Approaching the 26th Bangladeshi fella down the isle trying to get meal service done as efficiently as possible.
Me: "Hi there how are you would you like Fish or Vegetarian today" (in a falsely cheerful tone)
Man #1: Silence. Stares then looking like he wasn't spoken to
Me: " Fish? OK! Here it is, enjoy your meal!"
Me: "What about you Sir, Fish? Vegetarian?" (looks at him pretending I am getting a reply)
Man #2: (mumbles) "... OK... OK."
Me: "Vegetarian? (pause) Fish?" (hoping at least he'll repeat one of those words
Man #2: nod/shake his head, gesturing for me to put something on his table
Me: "Vegetarian for you, Sir. Enjoy your meal!" (stretches my mouth across so it resembles a smile)

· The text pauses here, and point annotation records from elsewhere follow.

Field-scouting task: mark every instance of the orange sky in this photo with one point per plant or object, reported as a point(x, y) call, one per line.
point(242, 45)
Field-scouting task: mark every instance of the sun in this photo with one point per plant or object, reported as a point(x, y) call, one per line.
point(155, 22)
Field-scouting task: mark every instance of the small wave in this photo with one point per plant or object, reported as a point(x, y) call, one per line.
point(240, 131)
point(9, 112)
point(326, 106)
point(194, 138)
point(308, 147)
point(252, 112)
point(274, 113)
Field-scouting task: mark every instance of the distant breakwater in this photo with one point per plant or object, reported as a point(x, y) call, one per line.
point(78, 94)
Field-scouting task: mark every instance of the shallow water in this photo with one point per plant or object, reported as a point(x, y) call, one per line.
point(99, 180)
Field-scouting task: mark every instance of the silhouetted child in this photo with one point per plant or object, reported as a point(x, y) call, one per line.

400 men. Like Mustafa on Sunday, except packed in a metal tube, each thirsty and hungry. I'm a 'Sister' to everyone demanding water or beer while desperately ordering them with body language to sit down and fasten their seat belts because of obvious turbulence. I have to remember checking on the lavatories to make sure there's not another smoker lighting up in there. I have to rudely tell them to turn off their mobile phones as they ignorantly use the gadgets to capture random images onboard. 9 hours and 56 minutes flight time back and forth.
On other Dhaka flight we crew get a 24hr layover. I've heard how it's a pain to walk out to the streets and witness poverty. One crew, on her first Dhaka layover was inspired to make a difference. Among her successes, Maria Conceicao has set up a sewing and beauty school for Bangladeshi women, a computer training centre and a school for children. She founded and runs The Dhaka Project.